Shout out to anyone that remembers the Mushy Pea juggling shop in Manchester many years ago, where I learned all sorts of circus skills.
Unless you start throwing feathers or balloons, the latter requires you throw higher. That requires you to either spend more time launching them up (bad for the ‘decrease time between catching and throwing’) or use more force (bad for throwing accuracy.
Also, even assuming you juggle 4 balls keeping “time in hand” equal, you have to throw it higher by a factor of (4/3)². That’s almost 2.
And even if you manage to make those throws with the same accuracy in angles, the errors in location by the time you catch the balls scale by the same factor.
I think you might be thinking of 5 ball juggling.
4 ball juggling (or at least it's most common variant, "The Fountain" [0]) is fascinating because it's really juggling two balls in each hand in a way that makes it appear similar to the standard cascade. Though this may sound "less hard" than what people initially imagine, it's a very different feeling than all the basics you learn using only 3 balls.
That also forces you to have much more consistent throws which, as you note, gets harder because you also have to throw higher which scales up any error in the force you're applying.
Cascade pattern = easy difficulty
Shower pattern = normal difficulty
Box pattern = hard difficulty
As someone who loves to run their hands up and down in the piano in grand sweeping arpeggios, I'm a huge fan of patterns where the perceived difficulty is higher than the actual difficulty.I also juggle, and the result of the combination is that approximately every single person on Facebook has posted to me the video about solving cubes while juggling them...
Even sided cubes are the hardest because they have issues with "parity" that are only uncovered near the end of the solve and can be quite tedious to fix (at least imho).
But yeah, some people will be impressed just because it's bigger. They always say that it must be super hard. My stock reply: "It's like a jigsaw puzzle. Is 1000 piece harder than 500? Not really harder, it's just more of the same thing." Sometimes that gets a blank look, sometimes that induces enlightenment.
My favorite cuboid variant is a 3x3x4. That blows people's minds when they see it's not symmetric, and they handle it and realize that it can't do certain turns (the long axes have to be 180° not 90°), but in fact that limitation makes it easier and I can solve it almost as fast as a 3x3x3.
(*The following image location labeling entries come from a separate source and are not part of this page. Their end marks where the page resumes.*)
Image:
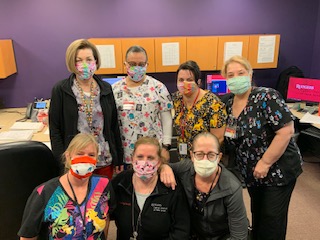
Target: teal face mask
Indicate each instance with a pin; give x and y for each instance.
(239, 85)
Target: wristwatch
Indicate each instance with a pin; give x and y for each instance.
(166, 146)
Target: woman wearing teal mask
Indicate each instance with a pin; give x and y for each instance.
(196, 110)
(260, 127)
(144, 104)
(84, 103)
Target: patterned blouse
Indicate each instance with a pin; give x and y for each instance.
(264, 114)
(139, 111)
(208, 112)
(50, 209)
(104, 158)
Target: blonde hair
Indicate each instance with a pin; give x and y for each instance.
(72, 51)
(80, 141)
(237, 59)
(150, 141)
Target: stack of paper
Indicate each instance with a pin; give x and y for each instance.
(22, 135)
(35, 126)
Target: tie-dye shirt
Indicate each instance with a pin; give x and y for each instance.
(139, 111)
(52, 214)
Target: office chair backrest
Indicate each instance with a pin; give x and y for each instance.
(23, 166)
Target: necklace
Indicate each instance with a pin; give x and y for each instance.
(83, 217)
(134, 227)
(88, 106)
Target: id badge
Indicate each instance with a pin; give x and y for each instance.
(183, 148)
(230, 132)
(128, 105)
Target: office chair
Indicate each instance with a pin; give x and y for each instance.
(24, 165)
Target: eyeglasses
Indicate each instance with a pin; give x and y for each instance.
(211, 156)
(140, 64)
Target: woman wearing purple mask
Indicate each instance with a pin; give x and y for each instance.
(146, 209)
(84, 103)
(196, 110)
(144, 104)
(75, 205)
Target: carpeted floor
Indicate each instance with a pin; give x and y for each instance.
(304, 210)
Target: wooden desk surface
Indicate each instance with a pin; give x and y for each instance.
(299, 114)
(9, 116)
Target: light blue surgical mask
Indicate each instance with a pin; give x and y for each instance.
(239, 84)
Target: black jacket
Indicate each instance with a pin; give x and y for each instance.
(224, 211)
(63, 118)
(165, 214)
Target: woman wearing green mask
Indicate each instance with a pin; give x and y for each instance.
(196, 110)
(260, 127)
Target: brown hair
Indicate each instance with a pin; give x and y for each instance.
(237, 59)
(80, 141)
(72, 52)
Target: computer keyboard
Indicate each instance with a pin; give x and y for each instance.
(312, 131)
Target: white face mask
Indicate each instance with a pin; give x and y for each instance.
(205, 168)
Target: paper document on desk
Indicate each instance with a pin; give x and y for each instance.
(16, 135)
(309, 118)
(35, 126)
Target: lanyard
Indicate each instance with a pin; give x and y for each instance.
(83, 217)
(183, 122)
(135, 227)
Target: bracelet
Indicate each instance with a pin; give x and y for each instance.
(166, 146)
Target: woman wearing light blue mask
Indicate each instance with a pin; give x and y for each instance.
(144, 104)
(260, 127)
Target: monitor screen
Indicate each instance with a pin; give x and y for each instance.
(217, 84)
(304, 89)
(111, 80)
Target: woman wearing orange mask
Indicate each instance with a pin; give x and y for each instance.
(75, 205)
(196, 110)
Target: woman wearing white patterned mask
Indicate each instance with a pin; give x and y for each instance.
(146, 209)
(214, 194)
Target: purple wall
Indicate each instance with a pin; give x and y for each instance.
(42, 30)
(315, 70)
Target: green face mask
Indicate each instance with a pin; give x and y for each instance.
(239, 85)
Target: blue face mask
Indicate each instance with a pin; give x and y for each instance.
(136, 73)
(239, 85)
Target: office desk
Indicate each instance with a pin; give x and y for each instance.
(9, 116)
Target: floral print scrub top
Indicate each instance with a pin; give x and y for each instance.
(50, 206)
(139, 111)
(264, 114)
(208, 112)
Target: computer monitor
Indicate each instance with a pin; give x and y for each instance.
(217, 84)
(304, 90)
(111, 80)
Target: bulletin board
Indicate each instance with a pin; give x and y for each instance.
(170, 53)
(110, 53)
(203, 50)
(7, 59)
(147, 44)
(264, 50)
(229, 46)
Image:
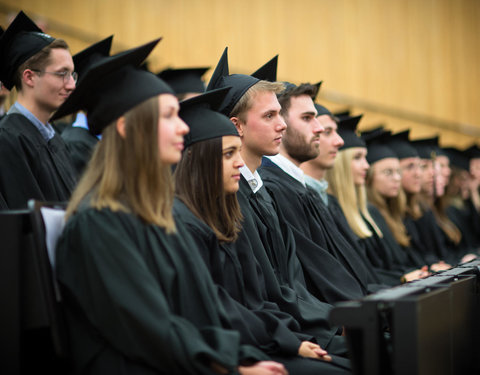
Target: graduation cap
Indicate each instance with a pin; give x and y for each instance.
(185, 79)
(20, 41)
(342, 114)
(239, 83)
(458, 158)
(377, 145)
(83, 60)
(202, 116)
(372, 133)
(402, 146)
(347, 129)
(113, 86)
(427, 148)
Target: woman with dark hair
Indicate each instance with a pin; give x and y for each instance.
(212, 215)
(457, 200)
(346, 182)
(387, 202)
(137, 299)
(444, 241)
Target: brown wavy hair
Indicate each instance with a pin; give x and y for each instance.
(392, 209)
(199, 184)
(126, 173)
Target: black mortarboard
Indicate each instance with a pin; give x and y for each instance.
(184, 80)
(347, 129)
(372, 133)
(321, 110)
(268, 71)
(377, 145)
(202, 116)
(342, 114)
(113, 86)
(472, 152)
(402, 146)
(426, 147)
(458, 158)
(83, 60)
(239, 83)
(20, 41)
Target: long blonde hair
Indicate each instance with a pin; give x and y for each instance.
(392, 210)
(126, 173)
(352, 198)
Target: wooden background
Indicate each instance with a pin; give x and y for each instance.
(402, 63)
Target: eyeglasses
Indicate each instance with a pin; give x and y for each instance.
(64, 75)
(391, 172)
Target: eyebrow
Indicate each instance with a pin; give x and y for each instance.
(230, 148)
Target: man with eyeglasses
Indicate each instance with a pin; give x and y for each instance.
(34, 163)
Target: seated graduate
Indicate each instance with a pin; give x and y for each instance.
(458, 202)
(34, 162)
(446, 237)
(386, 204)
(213, 217)
(300, 205)
(77, 137)
(473, 154)
(253, 107)
(136, 298)
(346, 182)
(412, 174)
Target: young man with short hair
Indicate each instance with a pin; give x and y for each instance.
(253, 107)
(34, 163)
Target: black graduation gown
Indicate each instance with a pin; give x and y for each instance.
(30, 167)
(138, 301)
(467, 220)
(321, 248)
(80, 144)
(379, 277)
(426, 232)
(284, 281)
(260, 322)
(401, 258)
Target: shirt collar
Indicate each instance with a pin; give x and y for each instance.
(80, 121)
(45, 130)
(320, 186)
(288, 167)
(254, 180)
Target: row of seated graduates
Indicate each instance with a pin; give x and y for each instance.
(353, 270)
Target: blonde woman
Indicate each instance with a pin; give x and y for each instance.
(137, 298)
(347, 182)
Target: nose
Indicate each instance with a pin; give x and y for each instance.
(182, 127)
(281, 124)
(317, 127)
(70, 84)
(339, 141)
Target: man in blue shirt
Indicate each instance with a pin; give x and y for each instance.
(34, 163)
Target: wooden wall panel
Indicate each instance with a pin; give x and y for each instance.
(406, 63)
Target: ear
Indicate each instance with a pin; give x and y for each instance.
(120, 125)
(28, 77)
(238, 124)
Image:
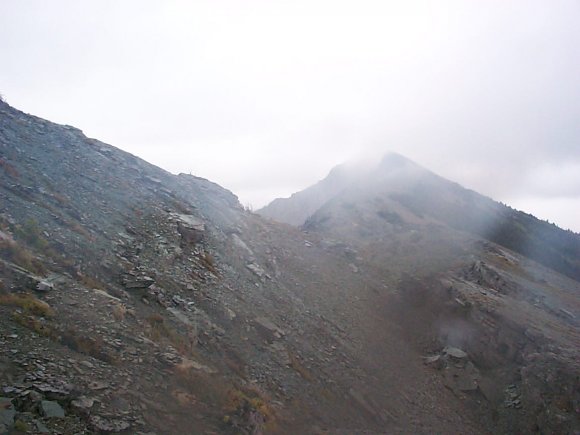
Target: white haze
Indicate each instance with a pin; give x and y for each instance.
(264, 97)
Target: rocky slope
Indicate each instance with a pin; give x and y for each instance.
(399, 193)
(136, 301)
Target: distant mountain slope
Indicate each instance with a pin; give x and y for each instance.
(399, 193)
(137, 301)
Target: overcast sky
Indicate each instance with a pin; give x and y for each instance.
(264, 97)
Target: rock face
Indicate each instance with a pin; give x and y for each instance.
(136, 301)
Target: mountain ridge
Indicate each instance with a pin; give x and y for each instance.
(425, 194)
(135, 301)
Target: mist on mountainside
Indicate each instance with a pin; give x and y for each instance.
(400, 192)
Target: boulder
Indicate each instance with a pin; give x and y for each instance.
(50, 409)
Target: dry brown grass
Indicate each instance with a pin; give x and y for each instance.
(88, 345)
(241, 400)
(28, 303)
(208, 262)
(35, 325)
(119, 311)
(299, 368)
(90, 282)
(17, 254)
(160, 330)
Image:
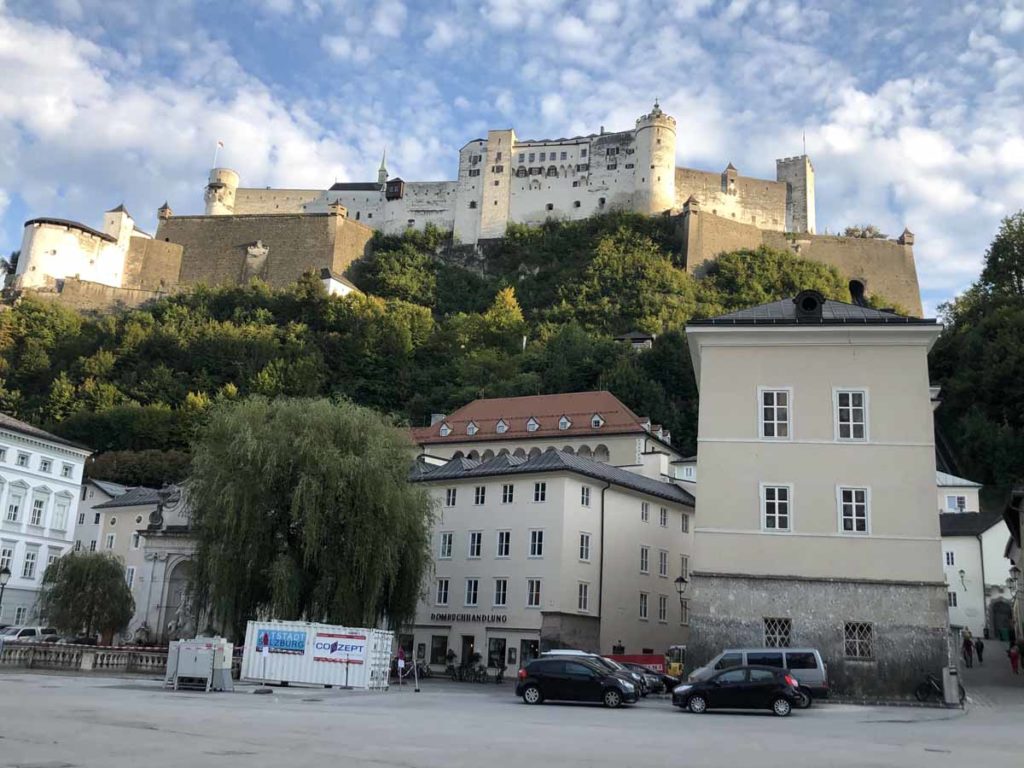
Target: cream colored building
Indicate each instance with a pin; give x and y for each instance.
(551, 551)
(816, 466)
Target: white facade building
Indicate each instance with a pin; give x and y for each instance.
(40, 475)
(547, 552)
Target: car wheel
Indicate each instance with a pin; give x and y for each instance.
(532, 695)
(612, 698)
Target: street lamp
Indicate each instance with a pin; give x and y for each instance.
(4, 578)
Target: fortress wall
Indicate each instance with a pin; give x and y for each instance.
(273, 201)
(884, 266)
(152, 264)
(216, 247)
(706, 236)
(757, 202)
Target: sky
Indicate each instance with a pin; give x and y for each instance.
(912, 112)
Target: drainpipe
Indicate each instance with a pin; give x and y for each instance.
(600, 572)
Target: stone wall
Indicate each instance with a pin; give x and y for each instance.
(275, 248)
(569, 631)
(909, 625)
(152, 264)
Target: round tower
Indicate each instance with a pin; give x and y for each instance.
(220, 192)
(654, 189)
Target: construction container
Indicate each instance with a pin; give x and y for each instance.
(316, 654)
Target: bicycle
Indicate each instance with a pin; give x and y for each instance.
(932, 687)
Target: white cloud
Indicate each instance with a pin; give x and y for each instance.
(389, 18)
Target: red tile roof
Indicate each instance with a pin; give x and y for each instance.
(580, 408)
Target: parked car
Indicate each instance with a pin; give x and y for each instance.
(652, 680)
(805, 665)
(26, 634)
(569, 679)
(608, 664)
(740, 688)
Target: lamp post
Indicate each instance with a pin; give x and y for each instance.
(4, 578)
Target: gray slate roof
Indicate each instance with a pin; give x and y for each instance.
(554, 461)
(969, 523)
(833, 313)
(15, 425)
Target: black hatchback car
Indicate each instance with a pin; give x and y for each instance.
(572, 680)
(740, 688)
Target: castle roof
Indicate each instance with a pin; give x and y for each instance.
(72, 225)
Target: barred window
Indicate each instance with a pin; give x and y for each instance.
(777, 632)
(859, 639)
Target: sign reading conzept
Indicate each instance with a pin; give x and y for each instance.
(340, 648)
(281, 641)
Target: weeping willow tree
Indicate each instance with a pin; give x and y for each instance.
(302, 511)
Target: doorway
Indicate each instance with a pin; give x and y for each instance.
(468, 643)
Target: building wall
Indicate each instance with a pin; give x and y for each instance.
(216, 248)
(969, 611)
(20, 541)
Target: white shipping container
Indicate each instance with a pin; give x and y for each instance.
(317, 654)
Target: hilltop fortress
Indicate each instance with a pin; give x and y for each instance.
(278, 235)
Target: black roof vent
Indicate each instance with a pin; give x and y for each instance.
(809, 305)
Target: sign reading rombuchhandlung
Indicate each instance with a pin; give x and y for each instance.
(347, 648)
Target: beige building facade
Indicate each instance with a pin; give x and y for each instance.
(548, 552)
(816, 465)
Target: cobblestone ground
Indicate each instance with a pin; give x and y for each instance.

I would also say that this library covers more or less the “lower half” of solo ball juggling in terms of difficulty. With lower ball counts (say ≤ 4), there are a lot of these patterns that have complex arm movements and can be difficult to explain with words, so having such a listing with animations and step-by-step instructions is very valuable. Starting with 4 balls, there’s less and less time for moving your arms around and it is more about the sequence of heights of the throws, which are well described with just their numeric “siteswap” pattern and you can learn them just from knowing the number sequence. The site has only the most basic of those (e.g. 534) and even very common 4-ball (7531, 633) patterns are missing with hardly anything beyond that.
[1]: https://ianconvy.github.io/projects/other/libraryofjuggling/...
There wasn't much on YouTube at the time but I also think YouTube is a worse resource for pretty much all of these simple tricks. All you need is a slow loop to learn any ball juggling trick.
There was also a similar site that let you input siteswaps.
The noob gains once you get comfortable with 3 balls are addictive, compared to later patterns or tricks that can take hours, days or even weeks to pick up.
The rating is described as a rating "1 - 10"
But every trick is actually graded 2 to 9. ( https://libraryofjuggling.com/TricksByDifficulty.html )
Presumably no-one ever wanted to define a grade 1, just in case an easier one was discovered, and similarly for 10.
When I was learning to juggle, that was the first step - and for someone who's never really tried to juggle, or toss a ball up and down in a very consistent way, it's surprisingly hard. Honestly, probably not a 1 on the scale.
https://libraryofjuggling.com/Tricks/3balltricks/Factory.htm...
On the Box page, HalfBox is in a square frame on the top-right. If wikipedia were like this it would be unusable.